Many may think it’s crazy, that teens are just too young to alter their appearance, especially for a photo. And what parent or doctor would allow it? But, doctors, like Ulysses Lender say lip fillers, eyebrow fillers, and cheekbone enhancement’s are common procedures, and dictated by social media pressures understand the role social media could play in a teens decision “They’ve got peacetime, Instating, they have Snatch they have to be camera ready 24-7,” said Dry. Lender. “They want do whatever they can do to look their best all the time. ” And selfless don ;t stop with the face. Ever body wants these. Lo or the Kim Sardinian butt,” Dry. Lender said. Butt implants have become a selfless craze, with teens even traveling to other countries for a bigger booty. Maria Wood, mother of three and owner of fashion focus in Pembroke, is dedicated to empowering teens and building confidence through inward beauty. “l think it is scary,” she said, adding that the “selfless generation” is unrealistic, and drawing the line begins at home. “They may think its going to make them look prettier, and more popular and everybody’s going to like them, but in reality there’s a backlash.
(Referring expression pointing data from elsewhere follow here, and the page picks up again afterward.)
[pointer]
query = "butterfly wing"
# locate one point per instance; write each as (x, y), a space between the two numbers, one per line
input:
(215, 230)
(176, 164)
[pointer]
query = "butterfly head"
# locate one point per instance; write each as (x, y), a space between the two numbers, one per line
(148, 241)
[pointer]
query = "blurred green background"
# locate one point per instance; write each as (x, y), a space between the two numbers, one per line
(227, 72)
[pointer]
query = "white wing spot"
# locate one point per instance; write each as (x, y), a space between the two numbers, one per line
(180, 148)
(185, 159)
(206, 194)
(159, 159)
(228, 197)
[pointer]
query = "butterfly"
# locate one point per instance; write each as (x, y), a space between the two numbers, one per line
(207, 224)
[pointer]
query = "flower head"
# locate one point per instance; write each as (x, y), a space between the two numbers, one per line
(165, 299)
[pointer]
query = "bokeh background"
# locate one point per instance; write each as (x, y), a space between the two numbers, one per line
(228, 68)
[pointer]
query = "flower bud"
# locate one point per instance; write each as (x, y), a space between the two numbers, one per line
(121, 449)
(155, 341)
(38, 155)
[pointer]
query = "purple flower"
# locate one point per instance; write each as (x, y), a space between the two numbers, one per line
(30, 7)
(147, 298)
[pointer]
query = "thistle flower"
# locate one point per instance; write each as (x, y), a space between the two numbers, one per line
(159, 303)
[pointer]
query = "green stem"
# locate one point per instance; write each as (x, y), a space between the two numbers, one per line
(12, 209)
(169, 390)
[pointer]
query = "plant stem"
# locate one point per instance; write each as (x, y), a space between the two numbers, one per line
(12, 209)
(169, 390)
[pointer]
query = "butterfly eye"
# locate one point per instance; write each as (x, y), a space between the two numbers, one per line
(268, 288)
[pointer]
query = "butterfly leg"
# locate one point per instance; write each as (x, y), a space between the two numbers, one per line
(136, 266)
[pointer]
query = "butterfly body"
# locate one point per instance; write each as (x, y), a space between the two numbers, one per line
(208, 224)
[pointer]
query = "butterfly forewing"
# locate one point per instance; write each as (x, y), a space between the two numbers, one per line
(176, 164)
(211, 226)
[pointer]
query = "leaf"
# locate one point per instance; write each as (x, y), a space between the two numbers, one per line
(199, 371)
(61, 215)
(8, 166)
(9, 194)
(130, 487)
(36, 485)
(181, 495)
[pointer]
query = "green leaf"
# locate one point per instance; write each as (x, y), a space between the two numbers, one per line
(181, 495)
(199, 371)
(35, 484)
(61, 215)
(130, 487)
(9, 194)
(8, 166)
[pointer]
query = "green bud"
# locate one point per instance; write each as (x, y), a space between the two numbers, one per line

They’ll then be judged for being so vain. ” With celebrities posting perfect, unattainable, sometimes photodiodes images, the selfless obsession continues to grow, and teens will continue to plump, cut, and inject themselves, all to be “liked. ” “If I post a selfless up and I go to school and I know that people liked it, and see those people at school, every time you see that person in the hallway you feel confident – like Oh that person thinks I look good – so its all about the likes,” Louise said.
Dry. Lender said that although she hasn’t seen an abnormal spike in teem looking to enhance themselves though her doors here, it is popular in TTL territorial cities like Miami, New York and Los Angels, and that since Boston generally lags behind a few years, the trend could hit here soon According to the American Society of Plastic Surgeons, parental consent f any plastic surgery is required for anyone under the age of 18.